The most important thing about my roleplaying-based approach to choice is that it only works if I don’t already know the outcome. If I look up a guide I've lost the character-based story and started crafting a particular outcome. It’s less satisfying for the same reasons as a second playthrough. Extra information makes choices into something different. Optimisation is far less interesting to me than characters making organic choices in-the-moment. At least, for character-driven stories.

Still, I can’t claim I never look up guides and start optimising instead of roleplaying. The temptation is always there, and I sabotage myself like this far more often than I would like. It’s one of those difficult human nature things where I’m scared of the risk involved in not knowing the consequences, yet know that in the long run I’ll be more satisfied if I don’t spoil myself and just take the risk.

It’s probably a common thing to want to understand game systems, particularly for those of us who spend a lot of time on criticism and analysis, but sometimes it’s a particularly bad idea to peek behind the curtain.

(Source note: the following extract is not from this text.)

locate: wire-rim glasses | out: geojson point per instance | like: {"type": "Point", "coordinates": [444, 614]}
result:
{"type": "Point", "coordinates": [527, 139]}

My biggest temptation of all is to look up romance guides and make sure I’m not doing anything to jeopardise my options. I probably don’t need to mention that I'm thinking mainly of BioWare games. I always, always do this and it’s really icky when I think about it. If I went in blind there would be at least some illusion of a relationship developing naturally. As soon as the mechanics are revealed it becomes a blatant transaction of gift X plus conversation option Y equals sexy times. Kim Moss was right, and now I feel like a total creep.

I don’t completely understand why I treat romance so differently to other aspects of roleplaying games, but it worries me slightly. In most contexts all outcomes seem valid (not always happy, but interesting), but if a relationship doesn't work out it feels like I'm missing something important. It would probably help if these games also put more effort into exploring intimate relationships based on things other than sex and romance. I would like that a lot, but would it make any difference, really? I might just be too well tuned to seeking particular romantic outcomes.

My pure organic playthrough remains a bit of a dream, then. Something to aspire to.